Serafina Suarez looked up from her computer monitor and smiled. “DeCurtis! Where’ve you been? We missed you.”
“Just taking some comp time,” Joe said. “Can you do me a favor, Fina? I’m interested in recent arrests or citations for public vagrancy. My suspect is white male, late thirties to forties.”
“How recent?” she asked.
“The past week.”
Suarez started typing. “How are things at the motel? Your mom doing okay?”
“She’s fine, thanks,” Joe said.
“My aunt and uncle loved staying there this past fall. They want to come back next year too. And they really appreciated the friends and family discount.”
“Tell ’em to book early,” Joe said.
She nodded and tabbed down through the incident reports for the past week. “I’m not seeing any vagrancy reports for white males,” she said, and then laughed. “Oh, here’s something you’ll love. You know Driscoll? The new recruit? He caught Sweaty Betty sleeping on one of the benches at Sunset Vista Park Friday morning.”
“Bet I know where this is going,” Joe said. Elizabeth Schockle, whose street name was Sweaty Betty, was a mostly harmless, if smelly alcoholic who drifted in and out of local homeless shelters. He himself had transported her, more than once, to the emergency room after she’d been found unconscious behind a convenience store or on the beach.
“Driscoll, being Driscoll, woke her up to tell her to move along, and of course she cussed him out, so he slapped cuffs on her and put her in his cruiser to take her to lockup.”

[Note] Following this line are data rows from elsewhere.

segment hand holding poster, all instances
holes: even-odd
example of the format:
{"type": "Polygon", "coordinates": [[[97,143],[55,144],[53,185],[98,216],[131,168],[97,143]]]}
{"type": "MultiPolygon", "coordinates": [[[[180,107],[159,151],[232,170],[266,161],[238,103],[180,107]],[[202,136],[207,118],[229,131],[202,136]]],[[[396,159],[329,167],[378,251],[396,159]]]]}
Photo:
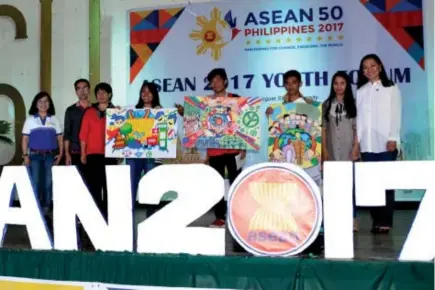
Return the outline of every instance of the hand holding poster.
{"type": "Polygon", "coordinates": [[[175,109],[108,109],[106,157],[175,158],[175,109]]]}
{"type": "Polygon", "coordinates": [[[260,98],[186,97],[187,148],[260,150],[260,98]]]}
{"type": "Polygon", "coordinates": [[[269,118],[269,161],[288,162],[307,169],[321,158],[321,104],[278,103],[269,118]]]}

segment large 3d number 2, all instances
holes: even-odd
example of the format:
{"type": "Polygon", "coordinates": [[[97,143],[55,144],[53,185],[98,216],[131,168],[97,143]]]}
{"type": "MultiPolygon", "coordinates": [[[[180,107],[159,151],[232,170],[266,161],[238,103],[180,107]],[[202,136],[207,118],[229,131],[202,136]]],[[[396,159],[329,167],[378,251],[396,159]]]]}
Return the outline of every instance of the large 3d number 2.
{"type": "Polygon", "coordinates": [[[139,183],[139,202],[158,204],[168,191],[177,199],[138,226],[140,253],[225,255],[225,230],[187,227],[224,196],[224,179],[203,164],[162,165],[139,183]]]}

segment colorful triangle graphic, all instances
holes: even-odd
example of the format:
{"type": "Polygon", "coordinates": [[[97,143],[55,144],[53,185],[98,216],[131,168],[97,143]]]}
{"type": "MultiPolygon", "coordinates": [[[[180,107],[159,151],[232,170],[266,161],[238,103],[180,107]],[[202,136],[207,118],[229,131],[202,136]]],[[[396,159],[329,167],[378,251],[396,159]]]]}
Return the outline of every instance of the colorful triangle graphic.
{"type": "Polygon", "coordinates": [[[137,13],[130,13],[130,27],[135,27],[142,21],[142,16],[137,13]]]}
{"type": "Polygon", "coordinates": [[[142,19],[141,22],[134,26],[133,31],[153,30],[156,28],[157,27],[153,23],[149,22],[147,19],[142,19]]]}
{"type": "Polygon", "coordinates": [[[402,0],[387,0],[385,3],[385,10],[390,11],[391,8],[396,6],[400,1],[402,1],[402,0]]]}
{"type": "Polygon", "coordinates": [[[418,7],[420,9],[423,9],[423,1],[422,0],[408,0],[409,3],[414,5],[415,7],[418,7]]]}
{"type": "Polygon", "coordinates": [[[400,3],[395,5],[390,12],[402,12],[402,11],[418,11],[420,8],[414,6],[413,4],[409,3],[407,0],[402,0],[400,3]]]}
{"type": "Polygon", "coordinates": [[[135,80],[183,11],[184,8],[171,8],[130,13],[130,83],[135,80]]]}
{"type": "Polygon", "coordinates": [[[171,14],[165,10],[159,10],[159,27],[163,27],[163,25],[171,19],[174,19],[171,14]]]}
{"type": "Polygon", "coordinates": [[[377,7],[377,6],[375,6],[375,5],[373,5],[372,3],[370,3],[370,2],[367,2],[365,5],[364,5],[371,13],[382,13],[382,12],[384,12],[382,9],[380,9],[379,7],[377,7]]]}
{"type": "Polygon", "coordinates": [[[421,0],[370,0],[362,5],[424,69],[421,0]]]}

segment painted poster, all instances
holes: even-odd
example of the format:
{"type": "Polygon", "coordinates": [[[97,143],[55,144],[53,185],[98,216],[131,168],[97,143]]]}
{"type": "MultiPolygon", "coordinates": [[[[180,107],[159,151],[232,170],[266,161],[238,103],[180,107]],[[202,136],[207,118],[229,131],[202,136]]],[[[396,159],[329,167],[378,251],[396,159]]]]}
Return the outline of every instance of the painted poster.
{"type": "Polygon", "coordinates": [[[271,107],[269,161],[293,163],[304,169],[318,166],[322,152],[321,103],[278,103],[271,107]]]}
{"type": "Polygon", "coordinates": [[[185,97],[187,148],[260,150],[260,98],[185,97]]]}
{"type": "Polygon", "coordinates": [[[176,157],[176,109],[108,109],[106,114],[106,157],[176,157]]]}
{"type": "MultiPolygon", "coordinates": [[[[376,53],[403,96],[402,156],[433,159],[429,117],[433,98],[427,89],[433,73],[425,69],[433,57],[425,36],[432,35],[433,27],[424,25],[423,1],[187,2],[171,7],[144,5],[128,11],[128,21],[120,21],[126,23],[127,37],[115,33],[112,45],[125,53],[112,61],[114,67],[127,70],[121,78],[118,70],[112,72],[113,87],[121,88],[115,93],[116,103],[135,103],[143,80],[159,86],[164,107],[182,103],[185,96],[210,95],[206,76],[221,67],[228,74],[228,91],[261,96],[263,119],[266,108],[286,93],[282,80],[286,71],[298,70],[301,93],[322,102],[336,71],[346,71],[356,84],[361,58],[376,53]]],[[[179,132],[182,135],[181,126],[179,132]]],[[[268,122],[262,121],[261,148],[248,152],[246,166],[268,160],[267,132],[268,122]]],[[[399,198],[420,200],[421,196],[412,191],[399,198]]]]}

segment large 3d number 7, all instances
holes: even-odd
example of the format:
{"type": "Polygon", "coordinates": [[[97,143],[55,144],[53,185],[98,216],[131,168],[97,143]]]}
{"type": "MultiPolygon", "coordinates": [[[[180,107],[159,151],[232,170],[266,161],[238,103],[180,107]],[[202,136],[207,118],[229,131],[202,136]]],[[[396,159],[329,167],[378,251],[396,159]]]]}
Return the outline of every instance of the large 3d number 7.
{"type": "Polygon", "coordinates": [[[139,183],[139,202],[158,204],[168,191],[177,199],[138,226],[139,253],[225,255],[225,230],[187,227],[224,196],[225,183],[213,168],[198,165],[162,165],[139,183]]]}

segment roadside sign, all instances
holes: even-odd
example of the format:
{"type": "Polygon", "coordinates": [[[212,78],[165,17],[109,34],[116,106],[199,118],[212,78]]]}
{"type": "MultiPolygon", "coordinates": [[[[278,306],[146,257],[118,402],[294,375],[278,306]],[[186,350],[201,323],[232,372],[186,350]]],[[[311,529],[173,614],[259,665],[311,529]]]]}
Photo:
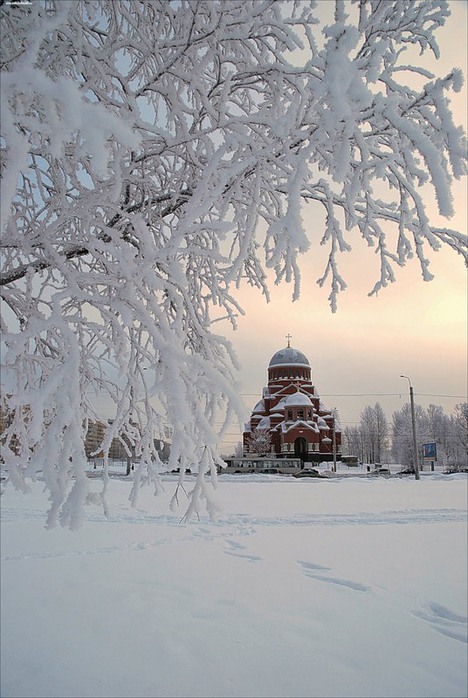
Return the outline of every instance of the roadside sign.
{"type": "Polygon", "coordinates": [[[437,444],[435,442],[422,445],[424,460],[437,460],[437,444]]]}

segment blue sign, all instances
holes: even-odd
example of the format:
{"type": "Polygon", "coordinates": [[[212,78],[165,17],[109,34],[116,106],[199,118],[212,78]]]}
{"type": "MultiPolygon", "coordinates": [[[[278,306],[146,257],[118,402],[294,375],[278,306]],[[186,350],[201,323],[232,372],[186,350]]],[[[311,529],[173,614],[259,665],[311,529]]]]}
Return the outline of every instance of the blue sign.
{"type": "Polygon", "coordinates": [[[422,450],[423,450],[423,458],[424,459],[437,460],[437,444],[436,443],[423,444],[422,450]]]}

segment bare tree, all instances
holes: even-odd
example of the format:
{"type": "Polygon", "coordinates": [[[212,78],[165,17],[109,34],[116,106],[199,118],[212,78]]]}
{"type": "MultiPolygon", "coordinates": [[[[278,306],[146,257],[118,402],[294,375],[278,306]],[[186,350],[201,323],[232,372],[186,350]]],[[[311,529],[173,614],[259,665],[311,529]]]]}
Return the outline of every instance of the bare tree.
{"type": "Polygon", "coordinates": [[[455,405],[450,417],[450,446],[448,458],[457,467],[468,467],[468,402],[455,405]]]}
{"type": "Polygon", "coordinates": [[[271,453],[271,434],[268,429],[254,429],[248,439],[249,453],[266,456],[271,453]]]}
{"type": "Polygon", "coordinates": [[[345,455],[356,456],[361,462],[365,460],[363,435],[360,426],[345,427],[343,431],[343,450],[345,455]]]}
{"type": "Polygon", "coordinates": [[[244,455],[244,444],[242,443],[242,441],[239,441],[236,444],[236,447],[234,449],[234,453],[232,454],[232,456],[233,456],[233,458],[242,458],[243,455],[244,455]]]}
{"type": "Polygon", "coordinates": [[[380,403],[367,406],[361,413],[360,431],[368,463],[380,463],[388,446],[388,423],[380,403]]]}
{"type": "MultiPolygon", "coordinates": [[[[418,458],[421,454],[421,445],[428,441],[428,418],[426,410],[421,405],[414,406],[416,445],[418,458]]],[[[392,417],[392,452],[397,461],[414,470],[413,430],[411,423],[411,408],[406,403],[401,410],[393,413],[392,417]]]]}
{"type": "Polygon", "coordinates": [[[235,326],[242,280],[268,297],[266,269],[297,298],[302,206],[326,212],[319,283],[333,309],[353,229],[378,253],[371,293],[413,255],[425,279],[430,250],[466,255],[425,205],[435,197],[450,216],[465,173],[448,101],[461,73],[424,66],[448,5],[340,0],[327,27],[314,3],[281,0],[36,0],[0,13],[2,379],[20,444],[4,449],[8,477],[25,488],[40,469],[48,525],[79,526],[99,393],[113,405],[105,457],[125,434],[141,464],[132,500],[143,476],[158,486],[154,438],[169,427],[169,467],[200,464],[193,497],[212,511],[204,472],[215,479],[242,411],[213,323],[235,326]],[[405,61],[414,45],[418,64],[405,61]]]}

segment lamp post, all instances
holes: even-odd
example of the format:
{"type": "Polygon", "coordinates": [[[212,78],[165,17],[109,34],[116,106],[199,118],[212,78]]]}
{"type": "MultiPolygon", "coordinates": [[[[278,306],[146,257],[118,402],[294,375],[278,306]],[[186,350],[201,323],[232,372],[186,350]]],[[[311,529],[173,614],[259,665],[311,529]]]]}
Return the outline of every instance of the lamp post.
{"type": "Polygon", "coordinates": [[[414,461],[414,477],[419,480],[419,461],[418,461],[418,447],[416,445],[416,420],[414,418],[414,395],[413,386],[411,385],[411,380],[408,376],[400,376],[400,378],[406,378],[409,383],[409,394],[410,394],[410,405],[411,405],[411,426],[413,429],[413,461],[414,461]]]}
{"type": "Polygon", "coordinates": [[[336,473],[336,407],[333,408],[333,472],[336,473]]]}

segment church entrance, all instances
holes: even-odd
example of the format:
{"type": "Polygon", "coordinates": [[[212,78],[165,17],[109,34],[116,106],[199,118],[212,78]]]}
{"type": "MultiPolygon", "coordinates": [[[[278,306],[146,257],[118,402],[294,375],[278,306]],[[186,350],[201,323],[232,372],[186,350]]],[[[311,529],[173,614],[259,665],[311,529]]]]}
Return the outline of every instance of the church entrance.
{"type": "Polygon", "coordinates": [[[294,442],[294,455],[296,458],[304,460],[307,454],[307,441],[302,436],[299,436],[294,442]]]}

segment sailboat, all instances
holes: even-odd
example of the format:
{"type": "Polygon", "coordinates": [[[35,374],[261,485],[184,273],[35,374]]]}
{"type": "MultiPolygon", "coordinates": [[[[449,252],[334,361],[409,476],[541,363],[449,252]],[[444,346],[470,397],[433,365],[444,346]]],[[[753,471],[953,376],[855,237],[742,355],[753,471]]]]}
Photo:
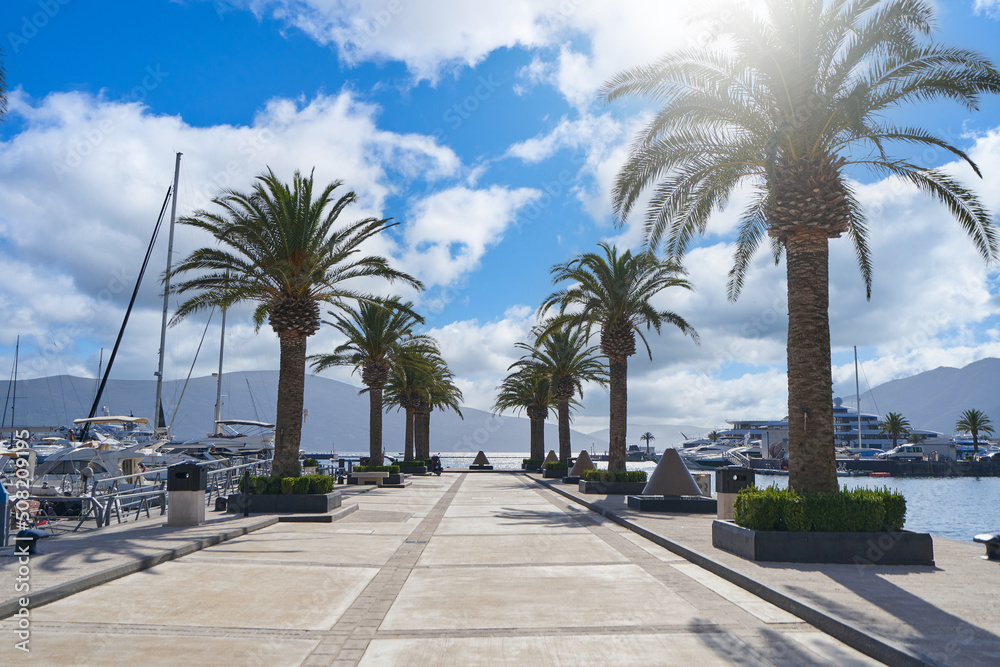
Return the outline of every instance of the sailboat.
{"type": "Polygon", "coordinates": [[[219,340],[219,372],[215,389],[215,428],[204,438],[188,440],[171,451],[188,454],[234,456],[274,454],[274,424],[249,419],[222,418],[222,360],[226,348],[226,310],[222,310],[222,336],[219,340]]]}

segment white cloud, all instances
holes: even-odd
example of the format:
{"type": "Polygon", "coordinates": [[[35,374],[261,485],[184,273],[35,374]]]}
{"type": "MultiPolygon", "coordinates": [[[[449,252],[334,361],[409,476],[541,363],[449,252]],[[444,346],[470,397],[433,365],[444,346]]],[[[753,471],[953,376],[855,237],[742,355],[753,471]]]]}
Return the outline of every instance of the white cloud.
{"type": "Polygon", "coordinates": [[[985,14],[991,19],[1000,19],[1000,0],[976,0],[973,10],[976,14],[985,14]]]}

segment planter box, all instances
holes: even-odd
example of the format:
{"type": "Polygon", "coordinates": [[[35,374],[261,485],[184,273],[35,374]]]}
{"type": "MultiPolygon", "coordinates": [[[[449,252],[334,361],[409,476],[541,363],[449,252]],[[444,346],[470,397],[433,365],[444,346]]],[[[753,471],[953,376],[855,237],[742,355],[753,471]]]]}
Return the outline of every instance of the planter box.
{"type": "Polygon", "coordinates": [[[542,464],[541,463],[531,463],[531,464],[522,463],[521,464],[521,470],[527,470],[528,472],[538,472],[541,469],[542,469],[542,464]]]}
{"type": "Polygon", "coordinates": [[[628,508],[640,512],[715,514],[718,503],[706,496],[629,496],[628,508]]]}
{"type": "Polygon", "coordinates": [[[631,496],[642,493],[646,482],[587,482],[580,480],[580,493],[631,496]]]}
{"type": "Polygon", "coordinates": [[[927,533],[789,533],[759,531],[729,521],[712,522],[712,546],[753,561],[934,565],[927,533]]]}
{"type": "MultiPolygon", "coordinates": [[[[245,498],[247,496],[239,493],[229,496],[229,500],[226,502],[226,512],[230,514],[242,514],[245,498]]],[[[261,496],[251,495],[249,498],[251,514],[275,514],[279,512],[324,514],[340,507],[340,504],[343,502],[340,491],[325,494],[286,495],[279,493],[261,496]]]]}
{"type": "Polygon", "coordinates": [[[559,479],[566,476],[568,470],[545,470],[542,472],[542,477],[547,477],[549,479],[559,479]]]}
{"type": "Polygon", "coordinates": [[[382,485],[386,477],[389,476],[387,472],[352,472],[347,476],[348,484],[377,484],[382,485]]]}
{"type": "Polygon", "coordinates": [[[569,475],[566,475],[565,477],[562,478],[562,481],[563,481],[563,484],[577,484],[577,485],[579,485],[580,484],[580,476],[579,475],[574,475],[574,476],[570,477],[569,475]]]}
{"type": "Polygon", "coordinates": [[[493,470],[493,466],[488,463],[480,463],[478,465],[473,463],[469,466],[469,470],[493,470]]]}
{"type": "Polygon", "coordinates": [[[315,475],[316,471],[318,469],[319,469],[319,466],[302,466],[302,474],[303,475],[315,475]]]}
{"type": "Polygon", "coordinates": [[[426,475],[427,466],[399,466],[399,472],[404,475],[426,475]]]}

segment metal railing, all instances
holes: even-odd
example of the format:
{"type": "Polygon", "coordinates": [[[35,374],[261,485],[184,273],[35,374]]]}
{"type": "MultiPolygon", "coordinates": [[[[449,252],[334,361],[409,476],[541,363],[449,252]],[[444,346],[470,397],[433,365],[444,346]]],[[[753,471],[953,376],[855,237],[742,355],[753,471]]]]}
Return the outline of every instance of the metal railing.
{"type": "Polygon", "coordinates": [[[228,497],[239,493],[240,480],[249,472],[251,475],[270,475],[272,459],[260,459],[240,463],[227,468],[217,468],[208,471],[208,489],[205,491],[205,503],[211,507],[212,499],[228,497]]]}

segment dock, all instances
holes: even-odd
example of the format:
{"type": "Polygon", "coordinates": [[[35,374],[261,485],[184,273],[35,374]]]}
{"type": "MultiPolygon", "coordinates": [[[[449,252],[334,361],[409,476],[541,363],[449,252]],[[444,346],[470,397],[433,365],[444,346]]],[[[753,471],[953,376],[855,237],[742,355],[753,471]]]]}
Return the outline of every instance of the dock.
{"type": "MultiPolygon", "coordinates": [[[[628,510],[528,474],[342,489],[327,523],[209,512],[43,540],[30,655],[65,665],[994,665],[995,562],[754,564],[711,517],[628,510]]],[[[10,657],[13,656],[13,657],[10,657]]]]}

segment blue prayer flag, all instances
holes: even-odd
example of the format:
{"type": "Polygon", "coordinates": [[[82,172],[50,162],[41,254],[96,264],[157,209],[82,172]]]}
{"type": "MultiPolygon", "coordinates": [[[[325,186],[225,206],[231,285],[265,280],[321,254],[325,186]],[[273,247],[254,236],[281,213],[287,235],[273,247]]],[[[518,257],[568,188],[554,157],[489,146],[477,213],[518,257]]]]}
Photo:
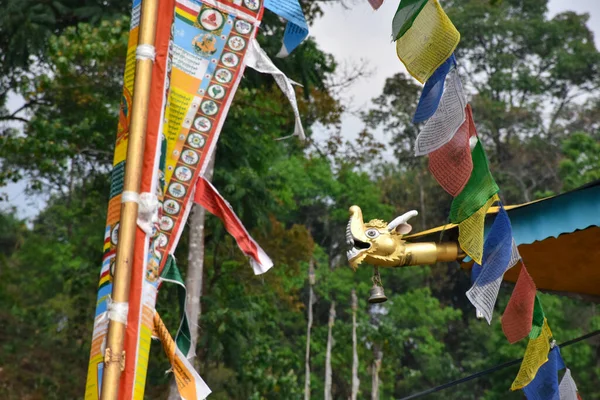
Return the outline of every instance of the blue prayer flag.
{"type": "Polygon", "coordinates": [[[288,56],[308,36],[308,25],[298,0],[265,0],[265,7],[288,21],[277,57],[288,56]]]}
{"type": "Polygon", "coordinates": [[[548,361],[538,370],[531,383],[523,388],[527,400],[560,400],[558,391],[558,371],[565,368],[560,349],[554,346],[548,354],[548,361]]]}
{"type": "Polygon", "coordinates": [[[427,79],[425,87],[423,87],[423,92],[421,93],[421,98],[419,99],[419,104],[417,104],[415,116],[413,117],[413,122],[415,124],[423,122],[435,114],[440,104],[442,94],[444,93],[446,75],[448,75],[448,72],[455,66],[456,58],[454,57],[454,54],[452,54],[450,58],[440,65],[433,75],[427,79]]]}

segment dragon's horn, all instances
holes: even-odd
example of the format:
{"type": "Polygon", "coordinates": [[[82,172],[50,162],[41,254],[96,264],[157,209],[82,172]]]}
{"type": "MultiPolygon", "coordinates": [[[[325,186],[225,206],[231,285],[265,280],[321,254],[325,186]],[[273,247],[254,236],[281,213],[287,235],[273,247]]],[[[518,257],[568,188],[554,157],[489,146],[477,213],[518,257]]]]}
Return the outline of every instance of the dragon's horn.
{"type": "Polygon", "coordinates": [[[392,222],[390,222],[387,226],[387,230],[391,232],[394,229],[396,229],[399,225],[406,223],[406,221],[408,221],[412,217],[416,217],[417,215],[419,215],[417,210],[408,211],[408,212],[402,214],[401,216],[396,217],[396,219],[394,219],[392,222]]]}

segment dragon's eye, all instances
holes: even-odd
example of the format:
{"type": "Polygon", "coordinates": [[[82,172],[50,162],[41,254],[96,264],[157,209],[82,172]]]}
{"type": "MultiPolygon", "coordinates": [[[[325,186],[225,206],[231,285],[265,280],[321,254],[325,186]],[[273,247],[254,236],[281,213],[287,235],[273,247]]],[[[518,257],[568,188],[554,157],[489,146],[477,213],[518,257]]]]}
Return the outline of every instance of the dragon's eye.
{"type": "Polygon", "coordinates": [[[379,231],[377,229],[368,229],[365,234],[369,239],[375,239],[377,236],[379,236],[379,231]]]}

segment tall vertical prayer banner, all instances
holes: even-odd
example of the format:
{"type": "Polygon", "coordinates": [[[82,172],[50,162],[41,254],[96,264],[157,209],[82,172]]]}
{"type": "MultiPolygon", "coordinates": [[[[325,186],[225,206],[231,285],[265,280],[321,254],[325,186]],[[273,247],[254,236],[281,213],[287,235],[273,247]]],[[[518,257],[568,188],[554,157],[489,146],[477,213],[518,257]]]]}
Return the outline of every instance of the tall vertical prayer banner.
{"type": "Polygon", "coordinates": [[[98,284],[98,297],[90,362],[86,380],[85,399],[99,399],[102,387],[102,373],[104,368],[104,346],[108,330],[107,308],[112,292],[112,268],[115,262],[116,246],[118,242],[119,219],[121,212],[121,193],[123,192],[123,178],[125,175],[125,159],[127,156],[127,143],[129,136],[129,123],[131,121],[131,107],[133,99],[133,81],[135,78],[135,51],[138,43],[141,0],[134,0],[131,12],[131,27],[127,45],[127,62],[123,78],[123,94],[117,127],[117,140],[113,158],[111,174],[111,187],[108,202],[108,215],[104,231],[104,248],[100,282],[98,284]]]}
{"type": "MultiPolygon", "coordinates": [[[[133,4],[86,400],[99,399],[102,386],[141,1],[133,4]]],[[[196,182],[215,150],[262,14],[261,0],[159,2],[140,188],[140,198],[147,202],[140,201],[120,399],[144,397],[161,272],[185,226],[196,182]]],[[[193,351],[177,354],[186,358],[193,351]]],[[[208,393],[199,392],[198,398],[208,393]]]]}

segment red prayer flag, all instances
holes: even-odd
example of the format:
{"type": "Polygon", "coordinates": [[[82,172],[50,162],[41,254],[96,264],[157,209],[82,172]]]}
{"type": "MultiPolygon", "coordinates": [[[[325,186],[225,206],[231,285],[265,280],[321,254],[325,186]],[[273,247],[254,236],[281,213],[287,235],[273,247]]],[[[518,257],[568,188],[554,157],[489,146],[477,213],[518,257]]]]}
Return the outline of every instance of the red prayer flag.
{"type": "Polygon", "coordinates": [[[204,177],[198,179],[194,202],[223,221],[225,229],[233,236],[240,250],[250,258],[250,264],[256,275],[267,272],[273,266],[267,253],[252,239],[227,200],[204,177]]]}
{"type": "Polygon", "coordinates": [[[369,0],[369,4],[374,10],[377,10],[383,4],[383,0],[369,0]]]}
{"type": "Polygon", "coordinates": [[[510,343],[527,337],[531,331],[535,291],[533,279],[521,264],[519,279],[502,315],[502,331],[510,343]]]}
{"type": "Polygon", "coordinates": [[[465,114],[465,122],[458,128],[452,140],[429,153],[429,171],[440,186],[453,197],[464,189],[473,171],[469,139],[476,136],[477,131],[473,123],[471,105],[467,104],[465,114]]]}

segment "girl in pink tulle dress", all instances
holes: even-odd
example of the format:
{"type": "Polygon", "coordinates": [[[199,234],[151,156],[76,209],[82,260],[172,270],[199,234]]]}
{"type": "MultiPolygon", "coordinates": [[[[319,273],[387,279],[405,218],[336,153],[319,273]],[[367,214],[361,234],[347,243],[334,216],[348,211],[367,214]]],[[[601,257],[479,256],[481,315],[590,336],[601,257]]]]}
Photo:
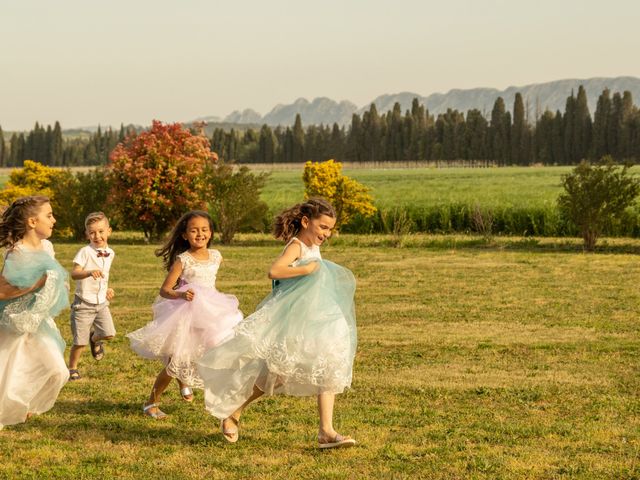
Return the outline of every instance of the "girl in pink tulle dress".
{"type": "Polygon", "coordinates": [[[192,387],[203,387],[194,361],[232,335],[242,320],[237,298],[215,288],[222,255],[208,248],[212,234],[206,212],[194,210],[178,220],[156,251],[169,273],[153,304],[153,321],[127,335],[138,355],[162,359],[166,365],[143,406],[144,414],[154,419],[167,416],[158,400],[172,378],[178,380],[182,398],[193,400],[192,387]]]}

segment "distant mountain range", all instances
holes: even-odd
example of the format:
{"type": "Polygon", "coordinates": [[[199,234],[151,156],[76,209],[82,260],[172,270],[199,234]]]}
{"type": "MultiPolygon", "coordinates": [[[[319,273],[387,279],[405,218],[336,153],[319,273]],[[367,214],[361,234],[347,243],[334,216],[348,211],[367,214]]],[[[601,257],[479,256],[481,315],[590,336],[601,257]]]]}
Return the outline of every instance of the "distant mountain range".
{"type": "Polygon", "coordinates": [[[371,102],[358,108],[352,102],[342,101],[336,102],[330,98],[319,97],[309,102],[304,98],[299,98],[290,105],[276,105],[264,116],[258,112],[246,109],[243,111],[234,111],[224,118],[220,117],[202,117],[197,120],[204,120],[212,123],[236,123],[236,124],[267,124],[276,125],[293,125],[296,114],[300,114],[303,125],[319,125],[321,123],[331,125],[338,123],[339,125],[349,125],[351,116],[354,113],[361,114],[368,110],[372,103],[375,103],[378,113],[384,113],[393,108],[398,102],[402,111],[411,108],[411,102],[417,98],[421,104],[432,114],[443,113],[447,108],[457,109],[461,112],[467,112],[472,108],[477,108],[489,116],[496,98],[502,97],[507,105],[507,109],[513,109],[513,101],[515,94],[520,92],[524,98],[525,105],[528,106],[528,115],[531,121],[537,114],[542,114],[545,110],[560,110],[564,112],[567,97],[571,95],[571,91],[577,93],[578,87],[584,86],[589,101],[589,111],[593,116],[596,108],[598,97],[605,88],[608,88],[613,95],[614,92],[631,92],[634,101],[640,99],[640,78],[636,77],[614,77],[614,78],[587,78],[587,79],[568,79],[556,80],[547,83],[535,83],[524,85],[522,87],[509,87],[506,90],[498,90],[495,88],[473,88],[468,90],[454,89],[448,93],[433,93],[428,96],[422,96],[413,92],[402,92],[395,94],[380,95],[371,102]]]}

Joe raised one eyebrow. “And?”
“Betty, being Betty, took a dump and pissed all over the back seat of his unit,” Fina said, chuckling. “He had to spend half the morning hosing it down and disinfecting it.”
“No fun,” Joe commented. “Hey, are there any new hobo camps around the beaches where I might look for my guy?”
“Not since the local chamber started pressuring us to close down the camps,” Fina said. “Homelessness is bad for tourism, in case you haven’t heard. It’s mostly a case of solo guys sleeping on a park bench or in the bushes a night here or there, and then moving along. You want me to check if your guy’s been arrested? What’s his name?”
“Might as well,” Joe said. “Declan Rooney.”
“Really?” Suarez looked startled. “I remember his name coming up in that gold-and-jewelry-buying scam at the Surf a few years ago. You’re still looking for him?”